Before you tag the release, check that:

  • Your local checkout is clean.
  • You're on the HEAD of the main branch, and up-to-date with the most recent GitHub changes.
  • The changelog file CHANGES.rst is up to date, including all recently-merged (and not-so-recently-merged) PRs.
  • The version number in pyproject.toml matches the intended release version.
  • The package builds cleanly with python -m build, the generated source distribution and wheel pass a twine check --strict check.
  • The package can be installed into a venv, and all tests pass.

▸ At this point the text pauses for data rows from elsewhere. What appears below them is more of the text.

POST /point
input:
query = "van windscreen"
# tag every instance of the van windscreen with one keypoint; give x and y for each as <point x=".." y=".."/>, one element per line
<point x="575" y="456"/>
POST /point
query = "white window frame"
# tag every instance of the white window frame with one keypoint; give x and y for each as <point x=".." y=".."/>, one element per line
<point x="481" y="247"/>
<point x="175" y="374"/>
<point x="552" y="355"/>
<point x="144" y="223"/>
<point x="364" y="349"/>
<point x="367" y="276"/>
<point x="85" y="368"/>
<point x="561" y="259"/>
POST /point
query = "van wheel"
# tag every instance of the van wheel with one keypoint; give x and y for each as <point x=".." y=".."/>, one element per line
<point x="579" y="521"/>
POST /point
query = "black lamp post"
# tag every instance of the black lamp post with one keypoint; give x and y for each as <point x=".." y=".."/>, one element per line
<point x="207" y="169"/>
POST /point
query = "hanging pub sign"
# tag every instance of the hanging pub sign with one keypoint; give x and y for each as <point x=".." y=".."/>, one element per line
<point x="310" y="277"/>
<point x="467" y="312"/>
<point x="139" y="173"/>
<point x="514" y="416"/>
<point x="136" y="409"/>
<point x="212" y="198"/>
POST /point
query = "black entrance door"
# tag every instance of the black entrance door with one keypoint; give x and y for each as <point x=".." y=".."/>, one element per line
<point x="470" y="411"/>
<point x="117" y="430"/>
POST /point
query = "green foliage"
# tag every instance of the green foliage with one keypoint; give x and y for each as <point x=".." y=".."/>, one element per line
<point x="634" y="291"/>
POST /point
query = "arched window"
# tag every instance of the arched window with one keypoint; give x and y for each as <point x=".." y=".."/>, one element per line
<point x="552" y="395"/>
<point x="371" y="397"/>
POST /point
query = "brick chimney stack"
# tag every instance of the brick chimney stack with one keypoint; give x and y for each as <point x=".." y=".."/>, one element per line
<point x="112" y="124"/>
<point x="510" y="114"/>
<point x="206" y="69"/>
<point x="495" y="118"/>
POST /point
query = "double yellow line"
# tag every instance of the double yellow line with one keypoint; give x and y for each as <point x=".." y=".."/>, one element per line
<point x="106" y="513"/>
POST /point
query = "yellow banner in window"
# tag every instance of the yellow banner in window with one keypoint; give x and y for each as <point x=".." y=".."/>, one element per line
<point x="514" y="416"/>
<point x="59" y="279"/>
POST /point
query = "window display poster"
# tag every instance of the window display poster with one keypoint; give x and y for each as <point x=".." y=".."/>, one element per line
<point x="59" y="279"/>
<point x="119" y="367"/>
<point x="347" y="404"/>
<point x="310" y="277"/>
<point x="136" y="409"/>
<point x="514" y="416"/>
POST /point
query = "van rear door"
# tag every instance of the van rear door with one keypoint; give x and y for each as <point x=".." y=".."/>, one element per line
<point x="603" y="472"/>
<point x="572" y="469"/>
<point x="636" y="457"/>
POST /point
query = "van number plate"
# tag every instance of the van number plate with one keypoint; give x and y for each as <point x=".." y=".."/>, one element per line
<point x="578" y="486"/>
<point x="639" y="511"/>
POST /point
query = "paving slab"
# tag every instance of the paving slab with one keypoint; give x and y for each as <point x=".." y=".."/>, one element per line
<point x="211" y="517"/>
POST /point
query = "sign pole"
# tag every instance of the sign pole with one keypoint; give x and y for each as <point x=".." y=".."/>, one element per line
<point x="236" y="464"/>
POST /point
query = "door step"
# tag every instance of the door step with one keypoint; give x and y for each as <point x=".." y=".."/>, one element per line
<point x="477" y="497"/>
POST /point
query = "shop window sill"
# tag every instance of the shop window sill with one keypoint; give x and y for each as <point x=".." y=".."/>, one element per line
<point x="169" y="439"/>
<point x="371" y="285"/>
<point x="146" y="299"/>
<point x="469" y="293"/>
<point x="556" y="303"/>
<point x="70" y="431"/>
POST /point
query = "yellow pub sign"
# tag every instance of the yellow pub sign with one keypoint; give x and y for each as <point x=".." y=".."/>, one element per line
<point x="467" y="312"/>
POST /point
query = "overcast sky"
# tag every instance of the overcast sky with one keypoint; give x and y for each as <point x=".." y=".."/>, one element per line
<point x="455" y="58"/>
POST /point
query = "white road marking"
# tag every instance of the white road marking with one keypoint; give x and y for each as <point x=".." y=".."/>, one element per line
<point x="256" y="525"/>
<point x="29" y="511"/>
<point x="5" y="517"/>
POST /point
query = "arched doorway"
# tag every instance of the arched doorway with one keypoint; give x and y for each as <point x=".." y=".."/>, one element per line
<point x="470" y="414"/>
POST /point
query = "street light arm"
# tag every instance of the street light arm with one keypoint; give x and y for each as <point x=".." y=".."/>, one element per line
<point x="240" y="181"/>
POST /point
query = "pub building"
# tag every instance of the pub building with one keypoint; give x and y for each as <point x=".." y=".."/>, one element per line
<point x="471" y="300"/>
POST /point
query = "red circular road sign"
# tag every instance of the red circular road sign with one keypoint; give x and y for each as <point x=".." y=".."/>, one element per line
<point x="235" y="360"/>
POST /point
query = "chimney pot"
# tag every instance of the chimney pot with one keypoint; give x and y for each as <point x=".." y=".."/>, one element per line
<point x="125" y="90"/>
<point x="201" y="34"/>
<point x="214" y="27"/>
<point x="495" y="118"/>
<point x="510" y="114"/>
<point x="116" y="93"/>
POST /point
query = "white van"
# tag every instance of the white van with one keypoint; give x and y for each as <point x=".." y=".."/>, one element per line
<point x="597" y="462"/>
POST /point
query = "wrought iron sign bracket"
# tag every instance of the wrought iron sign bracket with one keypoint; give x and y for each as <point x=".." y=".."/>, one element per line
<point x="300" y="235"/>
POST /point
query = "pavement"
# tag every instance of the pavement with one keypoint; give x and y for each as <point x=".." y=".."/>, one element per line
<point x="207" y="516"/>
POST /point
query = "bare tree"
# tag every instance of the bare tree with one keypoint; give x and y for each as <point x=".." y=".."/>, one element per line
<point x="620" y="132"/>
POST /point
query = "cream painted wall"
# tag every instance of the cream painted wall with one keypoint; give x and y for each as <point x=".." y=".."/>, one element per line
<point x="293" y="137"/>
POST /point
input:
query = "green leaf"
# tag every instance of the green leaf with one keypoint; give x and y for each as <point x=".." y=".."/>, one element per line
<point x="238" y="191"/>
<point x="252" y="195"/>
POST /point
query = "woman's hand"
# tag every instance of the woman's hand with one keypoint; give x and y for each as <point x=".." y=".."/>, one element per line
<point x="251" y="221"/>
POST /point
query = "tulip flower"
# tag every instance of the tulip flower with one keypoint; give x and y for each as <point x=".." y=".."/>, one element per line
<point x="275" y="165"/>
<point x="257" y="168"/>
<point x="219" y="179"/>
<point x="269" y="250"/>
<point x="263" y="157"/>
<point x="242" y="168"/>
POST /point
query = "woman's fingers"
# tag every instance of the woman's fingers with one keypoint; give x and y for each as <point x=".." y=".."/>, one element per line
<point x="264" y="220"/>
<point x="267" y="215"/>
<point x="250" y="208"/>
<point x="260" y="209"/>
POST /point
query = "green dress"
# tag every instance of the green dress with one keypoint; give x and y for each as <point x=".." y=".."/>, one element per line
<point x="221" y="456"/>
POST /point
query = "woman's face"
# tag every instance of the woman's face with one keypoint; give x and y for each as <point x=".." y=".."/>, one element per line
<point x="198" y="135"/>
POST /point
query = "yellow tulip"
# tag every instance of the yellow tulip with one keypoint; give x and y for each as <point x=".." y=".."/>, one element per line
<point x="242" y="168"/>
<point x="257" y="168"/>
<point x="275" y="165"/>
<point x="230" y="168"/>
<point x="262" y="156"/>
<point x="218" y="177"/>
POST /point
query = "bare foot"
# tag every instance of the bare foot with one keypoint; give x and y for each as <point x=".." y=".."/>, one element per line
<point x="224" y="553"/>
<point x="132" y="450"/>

Consider also testing downstream packages against the candidate release commit.

Making the release

  • Use an annotated tag to tag the release: for example with git tag -a 7.1.0. This should open an editor window for the tag message. Edit the tag message to start with a single line in the form "Envisage 7.1.0" and continue with the release notes.
  • Push the tag to GitHub with git push --tags
  • Edit the GitHub release on the Releases page. The release should include the release notes.
  • Publish the release on GitHub. This should automatically trigger wheel and sdist builds and uploads to PyPI.
  • Check that the PyPI page is updated.
  • Open an issue at https://github.com/enthought/buildsystem to request an egg build.
  • Announce the release on appropriate channels.

Updating documentation

  • Run the "Test the documentation build" workflow on the released tag. This will create an artifact containing the built docs. If using gh, you can use something like: gh workflow run test-doc-build.yml --ref 7.1.0
  • Check out the gh-pages branch.
  • Move existing docs (for the previous release) into a new subdirectory with name of the form <major>.<minor> (for example, 7.0)
  • Download the documentation artifact: gh run download -n documentation
  • Copy contents of the unpacked html directory to top level.
  • Check that the documentation looks and works as expected (including the search functionality). You can do this by starting a local server with python -m http.server and navigating to localhost:8000.
  • Make a PR to update the documentation.